Démocratie et meilleure gouvernance sont l'ambition partagée des peuples et des gouvernements réformateurs. L'Europe doit les aider dans leur démarche et s'est dotée des instruments nécessaires.

Dans cette mer commune, nous devons apprendre aussi à relever ensemble le défi écologique. La pression démographique croissante en menace l'exceptionnel patrimoine naturel aussi bien que culturel. Il nous appartient de léguer aux générations futures un environnement sain et respecté.

La multiplicité des initiatives consacrées à la Méditerranée, qu'elles soient internes ou extérieures à la région, prouve par ailleurs la vitalité de cette zone, jadis épicentre de fractures entre les empires, aujourd'hui confrontée au défi de la coexistence, de la paix, et de la diversité culturelle. La singularité de l'aventure euro-méditerrranéenne nous vient d'une longue histoire commune dont nous tirons chaque jour les enseignements. Elle nous permet de nous appuyer sur le passé pour construire un devenir commun. Sans être exclusif des autres initiatives, notre partenariat mérite bien de voir préserver sa spécificité et son autonomie.

Autant d'urgences qui doivent nous insuffler une ambition nouvelle. La Méditerranée, il faut le dire clairement, doit demeurer une priorité stratégique pour l'Europe. Aussi la poursuite des engagements de l'Union, y compris financiers, doit-elle être assurée. La nouvelle politique de voisinage devra, de mon point de vue, consolider cet engagement, avec une clé de répartition assurant les deux-tiers de l'aide au bénéfice de la Méditerranée. Pour être plus efficaces, pourquoi ne pas s'inspirer de la méthode des fonds structurels qui a si bien réussi au sein de l'Europe, et pourrait bénéficier au développement de certaines régions-pilotes ?

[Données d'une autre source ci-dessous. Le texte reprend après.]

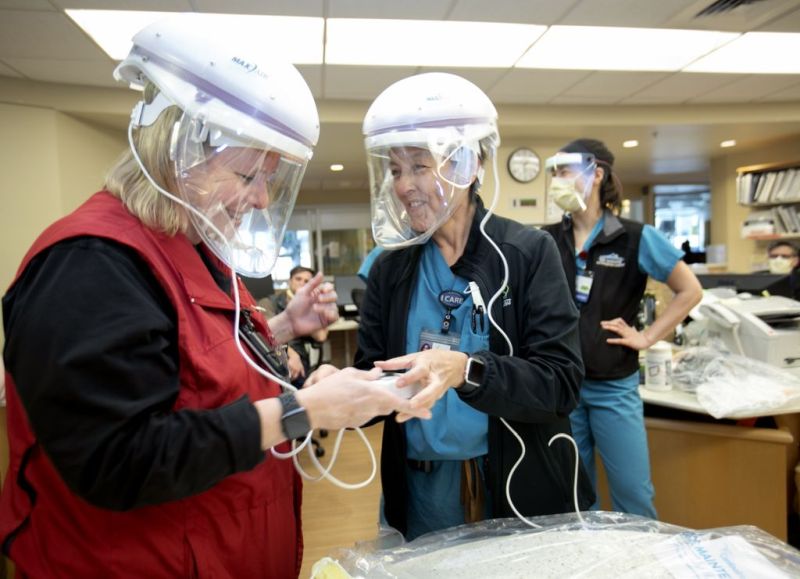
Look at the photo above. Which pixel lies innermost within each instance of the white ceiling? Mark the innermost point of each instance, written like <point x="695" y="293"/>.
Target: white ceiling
<point x="679" y="118"/>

A cette ambition renouvelée, il faut de nouveaux instruments. L'un des thèmes de votre forum est la création d'une véritable Communauté de la Méditerranée, avec instance exécutive, institution financière consacrée au développement régional et instance consultative associant la société civile. Laissons-nous guider par cette vision stratégique porteuse d'avenir.

A Barcelone, j'ai pour ma part proposé la création de premières institutions communes, telles un secrétariat politique paritaire et un mécanisme renforcé de consultation politique au niveau des Ministres des affaires étrangères. A terme, une banque euro-méditeranéenne de développement pourrait dynamiser les échanges et attirer les investissements au Sud. Ce pourrait être, dans un premier temps, une filiale de la BEI. Ces institutions viendraient s'ajouter aux nouvelles structures que sont l'Assemblée parlementaire euro-méditerranéenne, la fondation Anna-Lindh pour le dialogue des cultures, ou encore la plate-forme des organisations non-gouvernementales, qui vise à refléter les aspirations de la société civile. Tout ce qui est de nature à promouvoir le sentiment d'appartenance à cette collectivité méditerranéenne me semble devoir être encouragé.

Je souhaite plein succès à votre conférence. Ses résultats nourriront la réflexion des décideurs et des acteurs. Tous les efforts sont aujourd'hui les bienvenus dans cette aventure collective en vue d'un espace commun de paix, de stabilité, de prospérité et de liberté.